TS: I appreciate that. And that’s kind of how I feel about it, too. We all grew up with eclectic musical taste, and a lot of that had to do with (Twin Tone Records mastermind) Peter Jesperson. Especially on my part — he’s been my total musical guru since I was a kid and still is now. And he and his son actually executive produced this album — I’d send them stuff and say, “What do you think about this?” And “What do you think about that?” And they’d put in their two cents on it, and I’d address it accordingly and work it out, one way or the other. But it was super, super important, and super, super helpful. And I’ve pretty much made every record that way with Peter, although the only time I really didn’t might have been the first Bash & Pop record (1993’s **Friday Night is Killing Me). But I think after that and before that, he’s been a part of everything.

IE: And John Doe from X got involved, too, right?

TS: Yeah. John Doe had moved down to Austin, Texas, and we had some time to kill. And my friend Christine Smith had a studio that she was working at and doing stuff out of, so it just kind of worked out as the perfect storm. And that’s where we started the recording process of this record — that was the first five songs on the record, which would have been “Karma’s Bitch,” “Hey Man,” “Fall Apart Together,” “Mr. Wrong,” and “We Ain’t.” Those five songs are the first things we recorded down there with him, and that was the start of the album.

IE: Has Talulah shown any curiosity about writing or recording music?
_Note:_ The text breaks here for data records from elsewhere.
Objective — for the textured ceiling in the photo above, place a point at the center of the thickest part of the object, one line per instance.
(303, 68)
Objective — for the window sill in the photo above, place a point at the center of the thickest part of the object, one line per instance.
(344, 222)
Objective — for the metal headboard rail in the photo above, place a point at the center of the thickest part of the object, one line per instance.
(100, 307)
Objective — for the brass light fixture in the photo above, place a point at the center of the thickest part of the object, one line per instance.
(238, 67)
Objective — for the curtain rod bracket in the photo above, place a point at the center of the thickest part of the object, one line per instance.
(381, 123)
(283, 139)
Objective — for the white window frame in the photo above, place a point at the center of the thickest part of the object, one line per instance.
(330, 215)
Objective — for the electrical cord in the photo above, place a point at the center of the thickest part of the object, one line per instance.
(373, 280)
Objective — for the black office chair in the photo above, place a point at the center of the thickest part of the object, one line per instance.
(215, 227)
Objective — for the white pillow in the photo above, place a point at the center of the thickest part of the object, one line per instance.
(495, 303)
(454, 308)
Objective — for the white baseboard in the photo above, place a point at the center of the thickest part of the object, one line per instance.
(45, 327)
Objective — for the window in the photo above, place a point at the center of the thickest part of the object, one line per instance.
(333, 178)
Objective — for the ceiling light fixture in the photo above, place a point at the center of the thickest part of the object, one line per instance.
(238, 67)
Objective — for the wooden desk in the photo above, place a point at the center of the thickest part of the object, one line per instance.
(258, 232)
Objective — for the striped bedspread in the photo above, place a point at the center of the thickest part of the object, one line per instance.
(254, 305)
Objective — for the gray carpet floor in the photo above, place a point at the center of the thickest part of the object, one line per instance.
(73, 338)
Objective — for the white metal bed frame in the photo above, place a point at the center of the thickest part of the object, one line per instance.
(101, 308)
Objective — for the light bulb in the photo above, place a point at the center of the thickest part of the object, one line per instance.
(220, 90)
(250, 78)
Or does she steer in the opposite direction?

TS: She’s doing her own thing. She sees her older sister Ruby getting into it, but I think she just kind of prefers to do something different, a whole different trajectory, and I’m not even sure what that is as of yet. But not at this time, anyway. She’s not really showing any signs of being musically inclined.

IE: It’s kind of cool that now, after roughly 45 years in showbiz, you can suddenly turn left or right, artistically, and your audience will happily go along.

TS: Yeah. And lucky me, that I can do that, and that I get to do that and WANT to do that. I like to challenge myself, and I like to push the envelope, one way or the other, on my own self, and on my own background and past, and just see what comes of it. Always. I’ve always been that way.